The five deaths from overheating underscore the ongoing threat that extreme heat poses to both housed and unhoused people in our region. Before 2021, heat deaths in Multnomah County were rare, with no deaths most years and just a single death recorded in 2016 and 2018. In 2021 there were 72 heat deaths, 69 of which were attributed to the heat dome in June 2021.
“Extreme heat events continue to be a threat in our area every summer, particularly to those over 60 years old and to individuals without a way of keeping cool when temperatures soar,” Deputy Health Officer Dr. Teresa Everson said. “Public Health will continue to monitor for extreme weather conditions, to educate the community about measures to take to avoid overheating, and to encourage the opening of cooling shelters when needed.
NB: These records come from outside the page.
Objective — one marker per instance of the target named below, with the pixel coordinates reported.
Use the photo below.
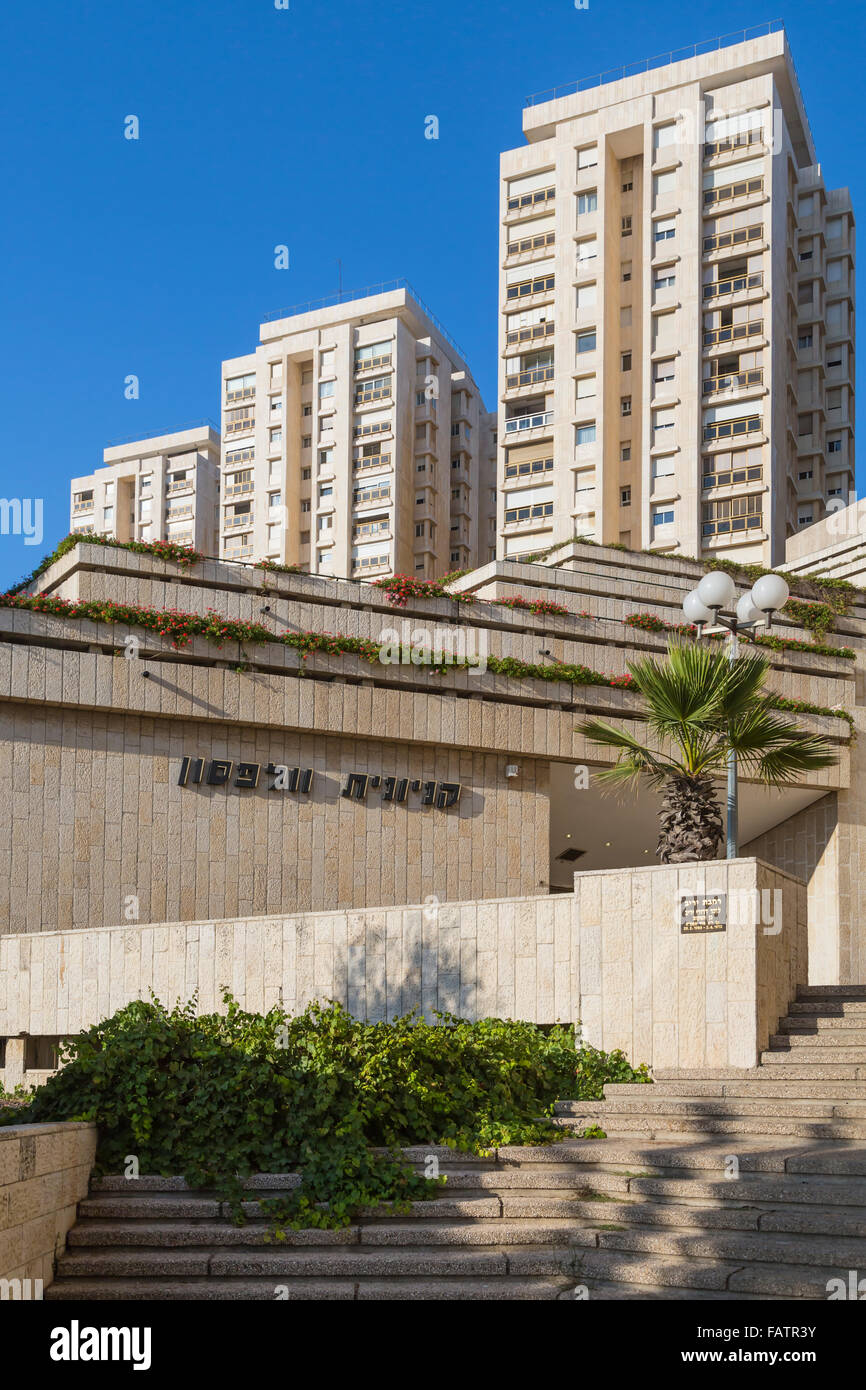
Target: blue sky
(262, 127)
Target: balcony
(530, 335)
(734, 285)
(742, 141)
(538, 285)
(733, 332)
(740, 236)
(534, 377)
(370, 363)
(530, 243)
(733, 381)
(733, 428)
(374, 460)
(537, 421)
(526, 203)
(744, 188)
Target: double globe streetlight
(715, 602)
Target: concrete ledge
(45, 1171)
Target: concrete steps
(712, 1184)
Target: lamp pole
(715, 603)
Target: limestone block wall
(687, 998)
(95, 829)
(45, 1171)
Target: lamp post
(715, 601)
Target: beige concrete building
(356, 444)
(676, 313)
(166, 488)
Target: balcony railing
(533, 377)
(733, 381)
(544, 417)
(376, 427)
(526, 335)
(531, 200)
(538, 285)
(744, 188)
(731, 428)
(530, 243)
(733, 332)
(376, 460)
(738, 236)
(734, 142)
(733, 476)
(366, 395)
(733, 285)
(369, 363)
But we also rely on you as friends, neighbors, family and community members to watch out for and support those most at risk from heat-related injury.”
July heat wave claims the most lives
Four of the five hyperthermia deaths last year occurred during the the longest stretch of extreme heat on record for our region, when community members experienced seven straight days of heat above 95 degrees F from July 25 through July 31. The National Weather Service had issued an excessive Heat Watch beginning Monday, July 25, warning of dangerously hot conditions, and the Oregon governor, Multnomah County Chair and Portland Mayor each declared a state of emergency.
Chief Medicolegal Investigator Kimberly DiLeo confirmed that one person died of hyperthermia July 28, 2022, two people died on July 30, and a fourth on July 31.
A fifth person died of overheating Aug. 10 in a second, shorter heat wave when temperatures reached 100 degrees.
Most who died were housed
Similar to what the Medical Examiner found in the June 2021 heat deaths, most of those who died in summer 2022 were housed and had no air conditioning. Most were also non-Hispanic, White males, living alone or in multi-family dwellings.
Just one of the five deaths occurred in a person experiencing homelessness.
Of the four people who died indoors, one died in a house, two died on the fourth floor of an apartment building, and one died on the sixth floor. Health experts say more research is needed on how the floor number drives risk. Although heat rises, health department officials have found there is less data on the impact of living on upper floors, while rental housing — and its relationship to income — may be more significant.
The lack of air conditioning or fans was a significant factor. Two had no air conditioning or fan, another had a non-functioning air conditioning unit, while another had a nonfunctioning portable unit and a fan. A fifth who succumbed had a fan.
Four of those who died were identified as male, and one was female. Just one was under age 50; three were aged 60 to 69, with one aged 70 to 79.
Each of those who died of hyperthermia succumbed in a different ZIP code, with one death in each of the following: 97201, 97202, 97203, 97205, 97266. Although three of the ZIP codes did not see heat deaths in 2021, the 97205 and 97266 zip codes were the sites of earlier heat deaths. The ZIP code 97266 specifically includes the Lents neighborhood and is one of the hottest parts of the city of Portland.
Climate Change Connection
A Fall 2021 tri-county review on the impact of climate change, “Regional Climate and Health Monitoring Report,” found that exposure to higher temperatures is one of the more direct impacts related to extreme weather driven by climate change. Those events can lead to heat-related illness and the report found that, overall, extreme heat has caused more deaths than all other weather events combined.
The report also found that average annual temperature in the Pacific Northwest has increased 1.5°F compared to the first half of the 20th century. Most communities in Oregon are expected to see 30 additional days over 86°F by 2050.